Allowed and Denied Traffic Flows
Figures 23 and 24 show the allowed and denied traffic flow from SDDC to on-premises. As seen here, traffic between SDDCs of a SDDC group and on-premises is allowed. Traffic between on-premises and native AWS VPCs and between the native AWS VPCs that have attachment with vTGW is not allowed. Traffic between the VMC on AWS SDDCs is allowed as demonstrated in the section of SDDC→ SDDC Connectivity.
The configuration and deployment for this scenario is similar to setting up vTGW and configuring native AWS VPC attachment as demonstrated in earlier sections.
Figure 23 SDDC → On-prem with Direct Connect through vTGW - Allowed flow
Fig 24 SDDC → On-prem with Direct Connect through vTGW - Denied Flow
To configure Direct Connect Gateway in Transit Connect, click on the Direct Connect Gateway tab in the VMC Console and click on Add Account as shown in Fig 25.
Figure 25 – Adding an account for Direct Connect Gateway
Populate the fields required with a special focus on the Allowed Prefixes as shown in Fig 26. Note that AWS supports 20 prefixes being advertised to the on-premises networks, so consider summarization of the networks.
Figure 26 – DXGW attachment and adding Prefixes under the DXGW
The vTGW will request an association with the Direct Connect Gateway owner. This will show as "Requested” in the VMware CSP as illustrated below in Fig 27.
Figure 27 – DXGW request in VMware CSP
- In the AWS Console, accept the proposed TGW association as shown in Fig 28.

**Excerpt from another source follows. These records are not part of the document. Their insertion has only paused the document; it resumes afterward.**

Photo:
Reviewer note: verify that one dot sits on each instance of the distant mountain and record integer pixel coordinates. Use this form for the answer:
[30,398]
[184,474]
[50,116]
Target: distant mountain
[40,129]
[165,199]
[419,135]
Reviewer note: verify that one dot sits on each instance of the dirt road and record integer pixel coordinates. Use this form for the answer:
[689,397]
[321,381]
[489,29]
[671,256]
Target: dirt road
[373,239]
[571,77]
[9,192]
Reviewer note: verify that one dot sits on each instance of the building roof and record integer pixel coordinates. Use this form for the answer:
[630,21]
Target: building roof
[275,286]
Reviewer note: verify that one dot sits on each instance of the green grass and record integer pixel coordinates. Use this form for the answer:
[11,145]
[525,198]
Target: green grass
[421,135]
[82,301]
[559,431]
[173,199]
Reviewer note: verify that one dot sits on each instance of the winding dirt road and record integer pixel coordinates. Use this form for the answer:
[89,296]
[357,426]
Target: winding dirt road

Figure 28 – Accepting the TGW proposed association.
After accepting the association, the opportunity to accept the BGP proposal is presented as shown in Fig 29 below.
Figure 29 – Accepting the BGP proposed settings.
Click Accept proposal and the systems will process the requests. Please note that this may take up to 20 minutes.
Verify the state in VMware CSP to reflect as “Connected” as shown in Fig 30.
Figure 30 – DXGW Status in VMware CSP
As with the SDDC to SDDC and the SDDC to VPC communication models, when a Direct Connect Gateway connection is established, security policy must be updated to complete the connection. One notable difference is that with an on-premises environment there may be physical firewalls that could need updated with routing and/or security policy to communicate with the Transit Connect resources.